Permitam-me alguma malícia: a ausência do ministro e/ou do secretário de Estado dever-se-á à recente demissão governamental ou terá ela sido um pretexto bem-vindo para evitar a participação num forum potencialmente inflamado e perigoso para o governo português? No fim de semana, a Quercus provocou o Ministério e lançou uma acusação muito concreta: Portugal já atingiu mais 50% de emissões de gases com efeito de estufa do que o valor registado em 1990 (o ano-charneira utilizado no Protocolo de Quioto para estipular crescimentos máximos de 27% até 2012). Desconheço o rigor da previsão, mas sei que ela não está alinhada com os números que a delegação oficial (agora dirigida pelo presidente do Instituto do Ambiente) vai mostrar em Buenos Aires.

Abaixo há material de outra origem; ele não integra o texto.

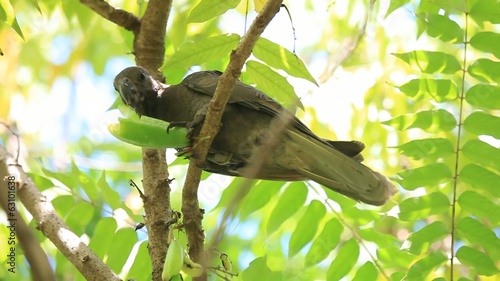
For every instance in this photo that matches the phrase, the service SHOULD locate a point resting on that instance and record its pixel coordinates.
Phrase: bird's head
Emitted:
(135, 84)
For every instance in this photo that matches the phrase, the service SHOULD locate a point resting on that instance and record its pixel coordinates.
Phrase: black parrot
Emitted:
(246, 123)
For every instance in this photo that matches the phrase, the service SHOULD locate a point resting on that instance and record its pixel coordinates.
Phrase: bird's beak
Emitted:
(128, 92)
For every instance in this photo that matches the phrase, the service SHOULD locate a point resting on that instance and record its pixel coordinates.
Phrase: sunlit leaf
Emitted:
(481, 123)
(272, 84)
(417, 208)
(431, 62)
(479, 177)
(120, 248)
(482, 153)
(258, 196)
(427, 148)
(431, 121)
(422, 239)
(324, 243)
(394, 4)
(484, 95)
(148, 132)
(277, 56)
(478, 260)
(366, 272)
(423, 267)
(439, 90)
(426, 176)
(479, 206)
(7, 14)
(442, 27)
(486, 42)
(208, 49)
(393, 256)
(258, 270)
(208, 9)
(292, 199)
(259, 4)
(485, 70)
(479, 234)
(307, 227)
(486, 10)
(344, 260)
(85, 182)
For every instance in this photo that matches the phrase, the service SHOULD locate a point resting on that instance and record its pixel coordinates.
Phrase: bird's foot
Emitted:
(185, 152)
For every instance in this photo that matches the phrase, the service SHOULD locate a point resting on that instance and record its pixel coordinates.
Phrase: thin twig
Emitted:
(51, 225)
(337, 57)
(190, 204)
(120, 17)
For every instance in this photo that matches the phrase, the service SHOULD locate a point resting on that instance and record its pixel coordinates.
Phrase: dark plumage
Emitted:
(246, 123)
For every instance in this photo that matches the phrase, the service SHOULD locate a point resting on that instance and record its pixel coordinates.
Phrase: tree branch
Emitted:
(190, 205)
(119, 17)
(149, 50)
(51, 225)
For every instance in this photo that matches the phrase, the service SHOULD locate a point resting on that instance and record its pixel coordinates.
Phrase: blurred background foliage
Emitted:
(416, 81)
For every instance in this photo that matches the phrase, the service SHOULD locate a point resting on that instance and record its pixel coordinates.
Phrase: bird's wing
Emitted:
(206, 81)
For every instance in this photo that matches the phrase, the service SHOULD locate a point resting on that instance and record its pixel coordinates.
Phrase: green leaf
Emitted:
(7, 14)
(208, 9)
(486, 42)
(306, 228)
(207, 49)
(292, 199)
(366, 272)
(109, 195)
(426, 176)
(79, 217)
(486, 10)
(481, 123)
(442, 27)
(479, 177)
(324, 243)
(432, 121)
(104, 233)
(431, 62)
(479, 206)
(485, 70)
(477, 260)
(148, 132)
(423, 267)
(258, 270)
(433, 148)
(273, 84)
(417, 208)
(484, 95)
(439, 90)
(394, 4)
(477, 233)
(278, 57)
(141, 268)
(258, 196)
(422, 239)
(344, 261)
(482, 153)
(120, 248)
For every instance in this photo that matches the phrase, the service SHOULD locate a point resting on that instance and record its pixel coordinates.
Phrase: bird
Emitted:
(247, 121)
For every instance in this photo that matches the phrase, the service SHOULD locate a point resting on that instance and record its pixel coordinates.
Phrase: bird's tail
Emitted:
(341, 173)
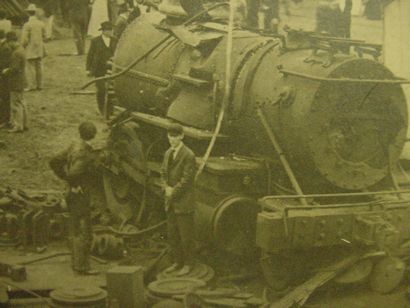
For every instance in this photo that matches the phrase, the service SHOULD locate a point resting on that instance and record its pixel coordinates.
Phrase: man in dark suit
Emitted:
(15, 76)
(101, 50)
(78, 11)
(178, 174)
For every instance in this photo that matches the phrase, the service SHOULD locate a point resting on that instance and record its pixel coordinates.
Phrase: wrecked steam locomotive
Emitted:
(304, 160)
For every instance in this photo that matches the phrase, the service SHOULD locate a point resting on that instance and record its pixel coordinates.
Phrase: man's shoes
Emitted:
(172, 268)
(90, 272)
(184, 271)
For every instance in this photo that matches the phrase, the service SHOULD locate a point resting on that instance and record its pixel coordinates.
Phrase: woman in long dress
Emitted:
(99, 14)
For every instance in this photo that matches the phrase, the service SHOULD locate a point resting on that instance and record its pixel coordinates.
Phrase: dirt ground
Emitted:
(54, 114)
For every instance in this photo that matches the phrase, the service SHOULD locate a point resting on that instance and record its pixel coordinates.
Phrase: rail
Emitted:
(342, 80)
(357, 194)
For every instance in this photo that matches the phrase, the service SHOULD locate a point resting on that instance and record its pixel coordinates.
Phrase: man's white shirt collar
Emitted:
(177, 149)
(106, 40)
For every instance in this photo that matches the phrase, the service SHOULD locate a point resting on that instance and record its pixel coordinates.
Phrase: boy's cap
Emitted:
(175, 129)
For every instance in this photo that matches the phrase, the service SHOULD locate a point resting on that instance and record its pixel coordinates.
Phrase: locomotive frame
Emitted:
(247, 201)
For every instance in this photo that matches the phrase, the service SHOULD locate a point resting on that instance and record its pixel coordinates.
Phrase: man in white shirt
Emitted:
(5, 24)
(32, 39)
(178, 176)
(101, 50)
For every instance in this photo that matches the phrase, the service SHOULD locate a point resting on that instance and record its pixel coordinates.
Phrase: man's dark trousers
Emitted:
(78, 204)
(4, 102)
(181, 236)
(101, 93)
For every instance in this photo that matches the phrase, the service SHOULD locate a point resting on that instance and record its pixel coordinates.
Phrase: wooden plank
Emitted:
(300, 295)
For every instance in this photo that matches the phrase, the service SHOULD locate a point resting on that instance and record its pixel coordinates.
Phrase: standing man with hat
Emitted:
(178, 175)
(15, 76)
(32, 39)
(78, 14)
(101, 50)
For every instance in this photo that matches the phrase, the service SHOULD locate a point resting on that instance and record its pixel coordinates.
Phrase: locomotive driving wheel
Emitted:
(124, 194)
(280, 270)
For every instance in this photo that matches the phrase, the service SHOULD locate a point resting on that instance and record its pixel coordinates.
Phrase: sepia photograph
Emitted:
(204, 153)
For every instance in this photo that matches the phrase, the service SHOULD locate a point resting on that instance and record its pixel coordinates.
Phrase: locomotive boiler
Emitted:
(310, 135)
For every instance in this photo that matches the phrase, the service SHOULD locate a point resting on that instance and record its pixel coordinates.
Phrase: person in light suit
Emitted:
(101, 50)
(178, 175)
(32, 39)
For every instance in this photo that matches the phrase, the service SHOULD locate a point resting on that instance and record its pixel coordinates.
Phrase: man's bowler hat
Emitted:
(175, 130)
(106, 25)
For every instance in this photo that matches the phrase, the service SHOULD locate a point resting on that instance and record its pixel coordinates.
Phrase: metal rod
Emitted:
(163, 40)
(227, 90)
(282, 157)
(385, 192)
(344, 80)
(7, 284)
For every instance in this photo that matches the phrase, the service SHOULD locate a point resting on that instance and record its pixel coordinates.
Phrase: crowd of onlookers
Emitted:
(21, 57)
(18, 57)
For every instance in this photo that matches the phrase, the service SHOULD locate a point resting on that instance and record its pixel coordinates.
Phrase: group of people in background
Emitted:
(20, 65)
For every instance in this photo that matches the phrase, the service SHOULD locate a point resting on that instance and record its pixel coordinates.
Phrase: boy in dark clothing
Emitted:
(75, 165)
(101, 50)
(5, 54)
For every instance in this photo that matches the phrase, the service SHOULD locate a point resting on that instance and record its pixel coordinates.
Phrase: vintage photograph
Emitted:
(204, 153)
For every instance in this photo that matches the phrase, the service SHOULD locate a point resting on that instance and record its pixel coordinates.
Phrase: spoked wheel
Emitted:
(281, 270)
(123, 195)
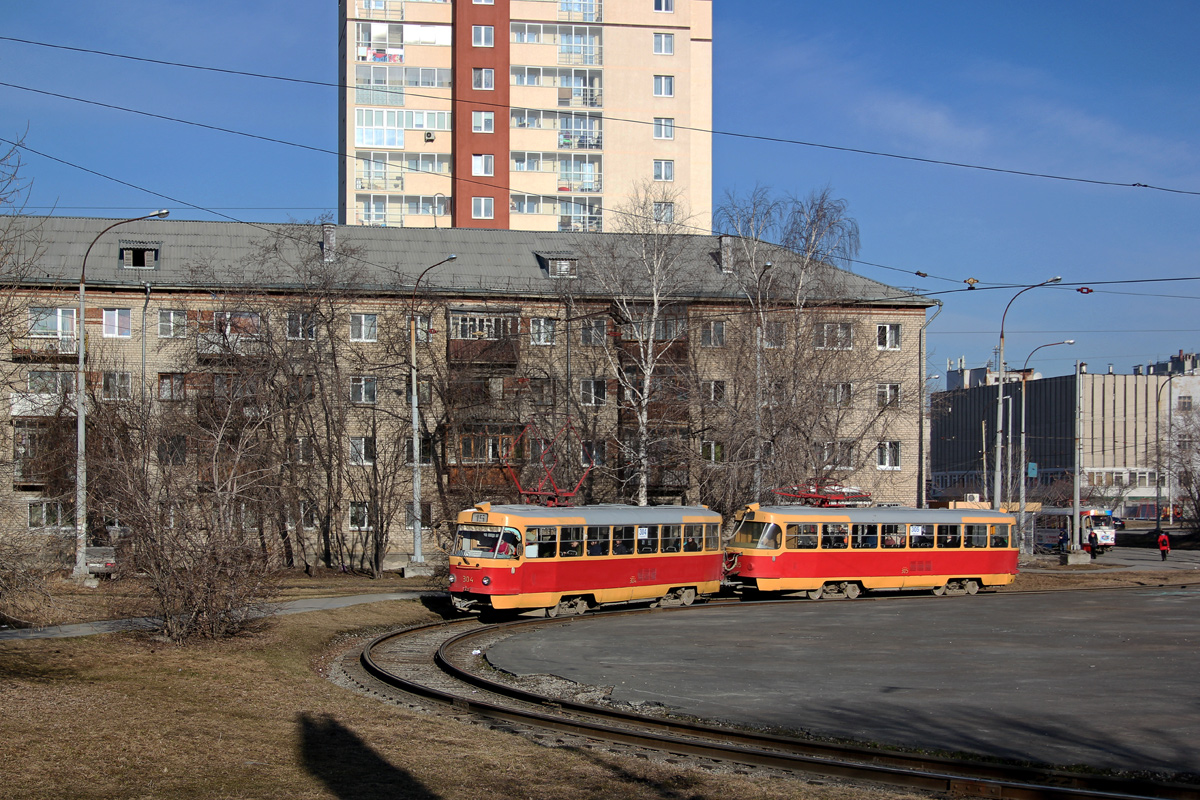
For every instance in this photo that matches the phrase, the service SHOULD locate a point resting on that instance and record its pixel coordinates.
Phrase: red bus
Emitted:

Repito por isso a pergunta: esta demissão, tão pateta como inútil, do governo da nação foi um motivo ou foi um pretexto para a ausência de Nobre Guedes e Moreira da Silva? Leio os fundamentos que passam a reger o governo de gestão e não compreendo: o governo de gestão deve assegurar a manutenção dos compromissos entretanto assumidos. Deve por isso participar em reuniões de trabalho, que permitam traçar diagnósticos futuros e compatíveis com o trabalho realizado nos países vizinhos.

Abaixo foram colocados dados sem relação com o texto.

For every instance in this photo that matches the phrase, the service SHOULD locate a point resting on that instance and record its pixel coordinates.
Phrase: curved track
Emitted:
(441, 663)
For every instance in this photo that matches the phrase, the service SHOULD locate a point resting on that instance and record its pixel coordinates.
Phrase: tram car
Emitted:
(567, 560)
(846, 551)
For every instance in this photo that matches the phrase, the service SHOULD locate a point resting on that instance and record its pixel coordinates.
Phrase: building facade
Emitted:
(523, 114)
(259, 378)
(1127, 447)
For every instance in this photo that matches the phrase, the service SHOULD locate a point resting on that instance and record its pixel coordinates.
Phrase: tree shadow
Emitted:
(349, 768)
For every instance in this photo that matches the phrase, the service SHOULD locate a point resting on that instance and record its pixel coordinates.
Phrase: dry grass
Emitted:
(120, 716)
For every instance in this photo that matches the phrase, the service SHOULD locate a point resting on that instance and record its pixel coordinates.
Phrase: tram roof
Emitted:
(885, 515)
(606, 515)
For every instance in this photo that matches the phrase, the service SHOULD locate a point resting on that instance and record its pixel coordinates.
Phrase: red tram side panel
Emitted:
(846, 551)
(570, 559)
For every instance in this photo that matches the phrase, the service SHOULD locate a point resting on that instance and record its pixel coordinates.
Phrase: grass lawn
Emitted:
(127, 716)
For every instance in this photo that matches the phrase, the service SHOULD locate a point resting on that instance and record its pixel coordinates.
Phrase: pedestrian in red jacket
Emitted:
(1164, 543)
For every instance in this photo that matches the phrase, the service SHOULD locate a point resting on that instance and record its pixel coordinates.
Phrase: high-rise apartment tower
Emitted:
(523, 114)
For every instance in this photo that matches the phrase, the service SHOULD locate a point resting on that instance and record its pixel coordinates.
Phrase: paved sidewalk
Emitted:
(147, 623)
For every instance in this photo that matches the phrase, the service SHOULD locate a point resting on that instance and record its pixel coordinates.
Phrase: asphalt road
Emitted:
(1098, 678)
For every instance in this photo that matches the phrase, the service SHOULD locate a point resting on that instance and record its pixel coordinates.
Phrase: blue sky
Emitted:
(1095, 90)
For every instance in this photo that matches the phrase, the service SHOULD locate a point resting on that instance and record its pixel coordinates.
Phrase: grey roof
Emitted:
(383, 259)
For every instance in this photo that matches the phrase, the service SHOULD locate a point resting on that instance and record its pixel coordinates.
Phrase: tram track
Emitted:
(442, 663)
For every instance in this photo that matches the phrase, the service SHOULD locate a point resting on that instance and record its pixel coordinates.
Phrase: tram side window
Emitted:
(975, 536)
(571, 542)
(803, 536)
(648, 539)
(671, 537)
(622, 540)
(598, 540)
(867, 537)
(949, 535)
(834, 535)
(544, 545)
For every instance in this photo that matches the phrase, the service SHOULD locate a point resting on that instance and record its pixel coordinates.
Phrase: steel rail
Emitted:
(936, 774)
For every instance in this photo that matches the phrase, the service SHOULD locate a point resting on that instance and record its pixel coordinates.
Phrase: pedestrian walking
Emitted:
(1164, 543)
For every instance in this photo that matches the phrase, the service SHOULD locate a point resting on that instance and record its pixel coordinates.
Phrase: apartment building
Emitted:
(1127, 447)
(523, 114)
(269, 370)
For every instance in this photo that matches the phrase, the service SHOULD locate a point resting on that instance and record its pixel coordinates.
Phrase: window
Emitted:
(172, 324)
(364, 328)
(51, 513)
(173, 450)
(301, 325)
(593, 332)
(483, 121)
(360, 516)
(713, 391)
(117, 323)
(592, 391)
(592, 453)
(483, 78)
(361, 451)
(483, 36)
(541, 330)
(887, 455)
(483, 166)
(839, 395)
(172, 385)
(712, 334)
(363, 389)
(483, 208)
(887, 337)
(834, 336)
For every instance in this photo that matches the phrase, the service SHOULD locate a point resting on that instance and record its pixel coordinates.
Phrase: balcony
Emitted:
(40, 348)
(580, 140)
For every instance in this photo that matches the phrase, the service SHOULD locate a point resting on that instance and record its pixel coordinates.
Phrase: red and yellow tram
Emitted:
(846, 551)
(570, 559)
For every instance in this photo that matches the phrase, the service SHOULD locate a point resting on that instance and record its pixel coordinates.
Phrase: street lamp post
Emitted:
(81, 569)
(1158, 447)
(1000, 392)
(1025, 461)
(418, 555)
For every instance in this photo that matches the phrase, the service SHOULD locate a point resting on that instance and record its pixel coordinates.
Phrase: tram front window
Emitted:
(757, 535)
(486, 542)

Ninguém pedia à delegação portuguesa que anunciasse em Buenos Aires a extensão do plano nacional de combate às alterações climáticas. Pedia-se, sim, a apresentação da posição portuguesa, das limitações e das conquistas entretanto vividas, uma vez que estamos sensivelmente a meio do prazo concedido pelo Protocolo. Pedia-se o alinhamento das restrições às emissões industriais com as normas europeias. Pedia-se a ampliação do quadro de incentivos às energias renováveis. E pedia-se o início, sempre adiado, da cooperação com a Comunidade de Países de Língua Portuguesa no âmbito das alterações climáticas - uma responsabilidade social que deve ser abraçada pelos próximos governos e que poderia ter sido abordada informalmente no quadro desta conferência sectorial.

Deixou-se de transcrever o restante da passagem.